Israel has long had ambitions to build on the roughly 12sq km land known as E1 that lies just east of Jerusalem, but the plan had been stalled for years amid international opposition.
Critics say the settlement would undermine hopes for a contiguous Palestinian state with East Jerusalem as its capital.
Last week, Israel’s far-right finance minister Bezalel Smotrich backed plans to build some 3,400 homes on the ultra-sensitive parcel of land that lies between Jerusalem and the Israeli settlement of Maale Adumim.
UN chief Antonio Guterres warned that constructing Israeli homes there would “put an end to” hopes for a two-state solution to the Israeli-Palestinian conflict.

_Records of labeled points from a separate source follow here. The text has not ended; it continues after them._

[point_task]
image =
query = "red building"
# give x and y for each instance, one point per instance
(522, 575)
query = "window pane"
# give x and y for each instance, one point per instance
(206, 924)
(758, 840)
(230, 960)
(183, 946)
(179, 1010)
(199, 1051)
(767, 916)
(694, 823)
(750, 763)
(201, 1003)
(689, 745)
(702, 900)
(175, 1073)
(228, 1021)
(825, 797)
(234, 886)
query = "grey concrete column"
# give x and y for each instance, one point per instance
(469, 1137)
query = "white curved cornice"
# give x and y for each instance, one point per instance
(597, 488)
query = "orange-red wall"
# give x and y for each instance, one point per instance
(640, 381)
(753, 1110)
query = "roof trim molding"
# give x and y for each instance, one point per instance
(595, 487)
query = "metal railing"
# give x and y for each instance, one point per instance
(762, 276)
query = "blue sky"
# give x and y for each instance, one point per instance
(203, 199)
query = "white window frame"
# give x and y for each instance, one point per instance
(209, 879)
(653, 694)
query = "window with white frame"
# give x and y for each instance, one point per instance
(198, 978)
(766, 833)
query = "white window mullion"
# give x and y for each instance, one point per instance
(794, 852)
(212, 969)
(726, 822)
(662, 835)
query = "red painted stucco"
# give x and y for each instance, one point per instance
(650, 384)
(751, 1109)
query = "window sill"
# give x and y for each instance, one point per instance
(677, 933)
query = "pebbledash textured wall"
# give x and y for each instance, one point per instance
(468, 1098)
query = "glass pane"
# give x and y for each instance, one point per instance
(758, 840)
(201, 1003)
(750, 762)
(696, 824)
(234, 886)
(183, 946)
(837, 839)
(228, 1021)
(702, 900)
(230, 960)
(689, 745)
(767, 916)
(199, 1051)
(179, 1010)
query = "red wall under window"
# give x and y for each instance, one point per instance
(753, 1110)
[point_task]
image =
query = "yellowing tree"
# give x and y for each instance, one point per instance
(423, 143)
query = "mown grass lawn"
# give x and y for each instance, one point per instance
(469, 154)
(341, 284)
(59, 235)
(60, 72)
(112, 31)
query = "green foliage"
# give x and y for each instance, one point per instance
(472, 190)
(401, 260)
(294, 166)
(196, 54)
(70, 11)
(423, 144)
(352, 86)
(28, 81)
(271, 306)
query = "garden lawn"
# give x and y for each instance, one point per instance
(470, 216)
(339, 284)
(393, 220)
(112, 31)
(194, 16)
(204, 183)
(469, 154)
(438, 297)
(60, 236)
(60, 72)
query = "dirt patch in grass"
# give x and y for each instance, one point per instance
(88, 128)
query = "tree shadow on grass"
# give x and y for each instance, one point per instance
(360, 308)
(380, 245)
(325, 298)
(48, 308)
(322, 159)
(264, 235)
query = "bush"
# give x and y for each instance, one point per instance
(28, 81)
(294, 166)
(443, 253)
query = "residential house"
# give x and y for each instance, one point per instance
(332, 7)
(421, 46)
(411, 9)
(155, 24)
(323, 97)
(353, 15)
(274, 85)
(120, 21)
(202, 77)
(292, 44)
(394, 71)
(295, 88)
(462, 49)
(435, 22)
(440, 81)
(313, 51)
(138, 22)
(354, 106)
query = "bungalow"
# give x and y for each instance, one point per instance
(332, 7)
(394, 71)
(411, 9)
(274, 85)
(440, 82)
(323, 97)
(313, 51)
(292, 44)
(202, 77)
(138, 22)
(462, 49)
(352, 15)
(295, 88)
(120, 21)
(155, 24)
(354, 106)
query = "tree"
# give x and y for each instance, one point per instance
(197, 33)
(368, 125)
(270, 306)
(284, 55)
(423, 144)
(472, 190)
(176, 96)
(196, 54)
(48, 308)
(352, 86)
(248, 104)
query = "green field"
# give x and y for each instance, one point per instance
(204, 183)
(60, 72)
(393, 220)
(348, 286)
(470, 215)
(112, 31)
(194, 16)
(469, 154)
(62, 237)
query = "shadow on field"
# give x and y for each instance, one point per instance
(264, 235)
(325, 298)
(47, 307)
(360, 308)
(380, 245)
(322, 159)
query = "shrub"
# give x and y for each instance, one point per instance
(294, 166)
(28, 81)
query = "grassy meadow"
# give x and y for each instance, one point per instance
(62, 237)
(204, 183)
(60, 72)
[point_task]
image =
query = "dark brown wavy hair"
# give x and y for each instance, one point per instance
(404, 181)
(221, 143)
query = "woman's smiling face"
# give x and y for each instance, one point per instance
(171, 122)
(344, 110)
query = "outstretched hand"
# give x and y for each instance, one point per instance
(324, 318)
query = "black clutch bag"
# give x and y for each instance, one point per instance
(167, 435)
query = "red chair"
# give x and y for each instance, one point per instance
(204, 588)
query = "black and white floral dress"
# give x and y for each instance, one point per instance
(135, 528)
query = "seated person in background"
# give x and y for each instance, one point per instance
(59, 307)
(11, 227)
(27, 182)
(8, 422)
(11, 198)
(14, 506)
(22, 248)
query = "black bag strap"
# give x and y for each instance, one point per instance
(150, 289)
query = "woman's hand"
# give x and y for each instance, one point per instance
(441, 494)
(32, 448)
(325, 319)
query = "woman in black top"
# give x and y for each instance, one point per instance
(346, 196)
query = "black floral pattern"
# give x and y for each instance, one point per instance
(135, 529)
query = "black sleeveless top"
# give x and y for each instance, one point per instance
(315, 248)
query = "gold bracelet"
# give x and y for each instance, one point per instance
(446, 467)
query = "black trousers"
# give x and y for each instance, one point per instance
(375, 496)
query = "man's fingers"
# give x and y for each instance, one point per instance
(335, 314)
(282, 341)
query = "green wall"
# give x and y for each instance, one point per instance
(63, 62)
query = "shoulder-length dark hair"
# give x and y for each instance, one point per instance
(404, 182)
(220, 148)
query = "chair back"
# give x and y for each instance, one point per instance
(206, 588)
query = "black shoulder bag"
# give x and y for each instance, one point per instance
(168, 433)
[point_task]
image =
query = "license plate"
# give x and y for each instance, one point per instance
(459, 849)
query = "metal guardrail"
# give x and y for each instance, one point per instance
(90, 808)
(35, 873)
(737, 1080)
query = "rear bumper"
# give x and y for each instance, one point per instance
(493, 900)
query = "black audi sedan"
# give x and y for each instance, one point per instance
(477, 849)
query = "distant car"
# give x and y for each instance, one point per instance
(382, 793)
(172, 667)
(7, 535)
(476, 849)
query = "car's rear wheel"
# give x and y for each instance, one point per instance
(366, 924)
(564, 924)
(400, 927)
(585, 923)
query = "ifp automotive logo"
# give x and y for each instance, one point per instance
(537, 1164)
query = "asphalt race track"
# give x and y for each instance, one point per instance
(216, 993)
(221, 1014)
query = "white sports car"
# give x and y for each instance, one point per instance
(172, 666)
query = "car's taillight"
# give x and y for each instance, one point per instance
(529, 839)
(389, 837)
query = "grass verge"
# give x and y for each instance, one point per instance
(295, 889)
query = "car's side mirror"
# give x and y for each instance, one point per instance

“I am pleased to announce that just a short while ago, the civil administration approved the planning for the construction of the E1 neighbourhood,” the mayor of Maale Adumim, Guy Yifrach, said in a statement today.
All of Israel’s settlements in the West Bank, occupied since 1967, are considered illegal under international law, regardless of whether they have Israeli planning permission.
Aviv Tatarsky, a researcher at the Israeli anti-settlement organisation Ir Amim, said: “Today’s approval demonstrates how determined Israel is in pursuing what minister Smotrich has described as a strategic programme to bury the possibility of a Palestinian state and to effectively annex the West Bank.
“This is a conscious Israeli choice to implement an apartheid regime,” he added, calling on the international community to take urgent and effective measures against the move.
Israeli NGO Peace Now, which monitors settlement activity in the West Bank, said last week that infrastructure work in E1 could begin within a few months, and housing construction within about a year.
Excluding East Jerusalem, the West Bank is home to around three million Palestinians, as well as about 500,000 Israeli settlers.